Les secondes passaient, les minutes se formaient, quand il aperçut Martial l'invitant à les rejoindre d'un signe de la main. Le moment était arrivé; Elior avait même oublié comme faire pour respirer — ce qui était absurde étant donné que son corps remplissait cette tâche de manière autonome.

Pas à pas, il parvint finalement à la table et faisait face à Martial et à Gabrielle. Il ne la reconnut pas tout d'abord. Tous deux ne s'étaient pas revus depuis bien des années et son visage s'était effacé de son esprit, bien qu'il conservait un doux souvenir de l'impression qu'elle lui avait faite. Ce jour-là, il la trouva plus belle qu'il ne se l'était imaginée lorsqu'elle s'invitait dans ses pensées et ses rêves.

La revoir lui procura un sentiment indescriptible, à la fois un chatouillis au creux du ventre et une boule douloureuse dans la gorge, menaçant de le rendre muet. Son cerveau ne parvenait pas plus à fonctionner que sa langue, que faire, que dire après ne plus avoir vu une personne depuis huit ans?

Gabrielle, de son côté, en était bien plus étonnée encore. Indifféremment de sa perte considérable de poids, du voile de poussière qui maquillait sa peau et du bandage qui dépassait de dessous un bonnet, entourant la moitié de son front en faisant le tour de sa tête, elle retrouvait dans ses traits le petit garçon de son enfance dont l'image n'avait jamais vraiment quitté son esprit.

Cependant, elle n'avait guère envisagé la possibilité de revoir le garçon avant de longs jours, si ce n'était plus. Soit, elle l'avait longuement imaginé, son visage, son apparence, sa voix, leurs retrouvailles, mais il lui sembla que la réalité était radicalement différente. En effet: Gabrielle était vide.

Gaby n'était ni heureuse ni émue ni peut-être même en colère; une fois le choc passé, l'émotion s'était atténuée et elle se rendit compte que, dans l'attente de le revoir un jour, ce qui la motivait, ce n'était point cet espoir, mais l'attente elle-même, la conscience de ce but à atteindre, la possession d'un souvenir rien qu'à elle. Elle espérait pour espérer car elle appréciait la recherche d'un absolu.

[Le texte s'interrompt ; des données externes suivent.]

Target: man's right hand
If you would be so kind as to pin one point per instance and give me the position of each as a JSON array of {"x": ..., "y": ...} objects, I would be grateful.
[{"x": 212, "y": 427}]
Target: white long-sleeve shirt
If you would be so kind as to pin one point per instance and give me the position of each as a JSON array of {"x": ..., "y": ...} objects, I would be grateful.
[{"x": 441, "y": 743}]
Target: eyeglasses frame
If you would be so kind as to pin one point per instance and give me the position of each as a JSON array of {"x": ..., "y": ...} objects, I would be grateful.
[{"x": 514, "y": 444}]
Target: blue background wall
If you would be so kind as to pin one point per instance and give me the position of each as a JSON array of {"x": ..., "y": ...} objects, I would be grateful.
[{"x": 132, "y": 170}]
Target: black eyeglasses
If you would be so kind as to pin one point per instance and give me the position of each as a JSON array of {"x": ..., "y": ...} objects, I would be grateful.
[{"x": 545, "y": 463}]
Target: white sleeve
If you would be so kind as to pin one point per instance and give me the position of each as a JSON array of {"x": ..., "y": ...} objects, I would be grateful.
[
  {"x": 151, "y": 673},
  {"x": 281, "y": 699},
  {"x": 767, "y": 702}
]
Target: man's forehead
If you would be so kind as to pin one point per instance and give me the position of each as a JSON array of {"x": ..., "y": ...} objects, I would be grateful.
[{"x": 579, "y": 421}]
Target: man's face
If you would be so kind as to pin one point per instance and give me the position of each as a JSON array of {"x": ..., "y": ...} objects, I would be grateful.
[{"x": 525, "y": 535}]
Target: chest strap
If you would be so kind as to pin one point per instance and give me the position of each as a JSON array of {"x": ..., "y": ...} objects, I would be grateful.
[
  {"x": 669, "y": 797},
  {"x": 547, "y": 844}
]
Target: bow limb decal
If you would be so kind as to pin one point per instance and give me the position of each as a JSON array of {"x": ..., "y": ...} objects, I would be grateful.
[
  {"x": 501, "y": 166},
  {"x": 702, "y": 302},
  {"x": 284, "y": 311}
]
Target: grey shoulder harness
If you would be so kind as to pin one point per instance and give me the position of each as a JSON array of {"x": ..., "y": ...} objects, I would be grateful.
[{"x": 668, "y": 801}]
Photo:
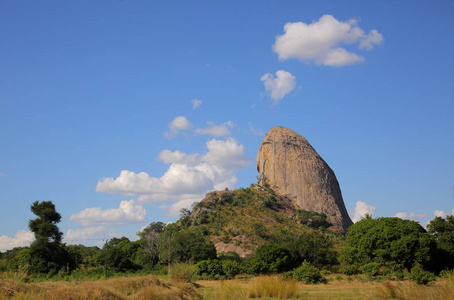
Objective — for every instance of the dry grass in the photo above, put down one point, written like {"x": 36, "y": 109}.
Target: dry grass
{"x": 259, "y": 287}
{"x": 262, "y": 287}
{"x": 146, "y": 287}
{"x": 181, "y": 272}
{"x": 443, "y": 289}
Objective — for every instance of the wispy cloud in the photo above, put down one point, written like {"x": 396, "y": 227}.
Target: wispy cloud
{"x": 177, "y": 125}
{"x": 216, "y": 129}
{"x": 22, "y": 238}
{"x": 410, "y": 216}
{"x": 128, "y": 212}
{"x": 188, "y": 177}
{"x": 361, "y": 210}
{"x": 278, "y": 86}
{"x": 196, "y": 103}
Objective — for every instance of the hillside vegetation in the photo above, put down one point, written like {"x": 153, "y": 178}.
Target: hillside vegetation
{"x": 244, "y": 219}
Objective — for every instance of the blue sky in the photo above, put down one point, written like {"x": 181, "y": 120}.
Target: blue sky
{"x": 123, "y": 112}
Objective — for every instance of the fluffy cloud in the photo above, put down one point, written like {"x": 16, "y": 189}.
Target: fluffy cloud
{"x": 128, "y": 212}
{"x": 188, "y": 177}
{"x": 361, "y": 209}
{"x": 77, "y": 236}
{"x": 170, "y": 157}
{"x": 21, "y": 238}
{"x": 410, "y": 216}
{"x": 319, "y": 41}
{"x": 278, "y": 86}
{"x": 174, "y": 209}
{"x": 216, "y": 130}
{"x": 440, "y": 213}
{"x": 196, "y": 103}
{"x": 256, "y": 131}
{"x": 178, "y": 124}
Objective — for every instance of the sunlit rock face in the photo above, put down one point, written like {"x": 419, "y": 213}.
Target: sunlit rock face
{"x": 289, "y": 165}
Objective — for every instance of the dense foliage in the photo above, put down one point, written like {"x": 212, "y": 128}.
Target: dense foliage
{"x": 298, "y": 244}
{"x": 388, "y": 241}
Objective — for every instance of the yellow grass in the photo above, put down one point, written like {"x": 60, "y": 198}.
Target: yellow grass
{"x": 262, "y": 287}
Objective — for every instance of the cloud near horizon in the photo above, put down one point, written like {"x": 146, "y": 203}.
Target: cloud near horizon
{"x": 320, "y": 41}
{"x": 76, "y": 236}
{"x": 188, "y": 177}
{"x": 128, "y": 212}
{"x": 22, "y": 238}
{"x": 196, "y": 103}
{"x": 361, "y": 209}
{"x": 278, "y": 86}
{"x": 410, "y": 216}
{"x": 216, "y": 130}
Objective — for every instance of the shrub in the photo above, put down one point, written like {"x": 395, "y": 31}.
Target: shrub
{"x": 209, "y": 269}
{"x": 421, "y": 276}
{"x": 370, "y": 269}
{"x": 231, "y": 268}
{"x": 181, "y": 272}
{"x": 271, "y": 259}
{"x": 306, "y": 273}
{"x": 349, "y": 270}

Elior n'avait été tout ce temps que le prétexte, le garçon à l'image de tous ses fantasmes d'enfant, pour un désir plus grand encore, si vaste et enfoui qu'il lui avait fallu souffrir de voir son souhait exaucé pour le comprendre.

L'adolescent porta son regard sur elle: elle lui sembla bien fermée, la face désintéressée de l'expression des sentiments qu'elle pouvait ressentir. Elior en ressentit un pincement au coeur — avait-elle oublié qui il était? La pensée lui vint que les faits s'étaient déroulés lorsqu'ils étaient enfants et qu'il était fort probable qu'ils soient tombés dans l'obscur pour Gaby, alors même qu'ils étaient devenus une bouée dans l'océan de malheurs d'Elior. Il lui parut de ce fait égoïste de souhaiter que la jeune fille ressente autant d'allégresse de l'avoir retrouvé que lui en éprouvait.

L'adolescente n'avait pas vécu l'enfer qu'il avait enduré depuis leur première rencontre. Elle avait même sûrement vécu une existence qu'elle pensait similaire à la sienne, ce qui avait résulté en l'oubli même de cette journée de 2279. Gabrielle n'avait certainement pas eu besoin d'un souvenir auquel s'accrocher puisque sa vie n'était pas que labeur et peine.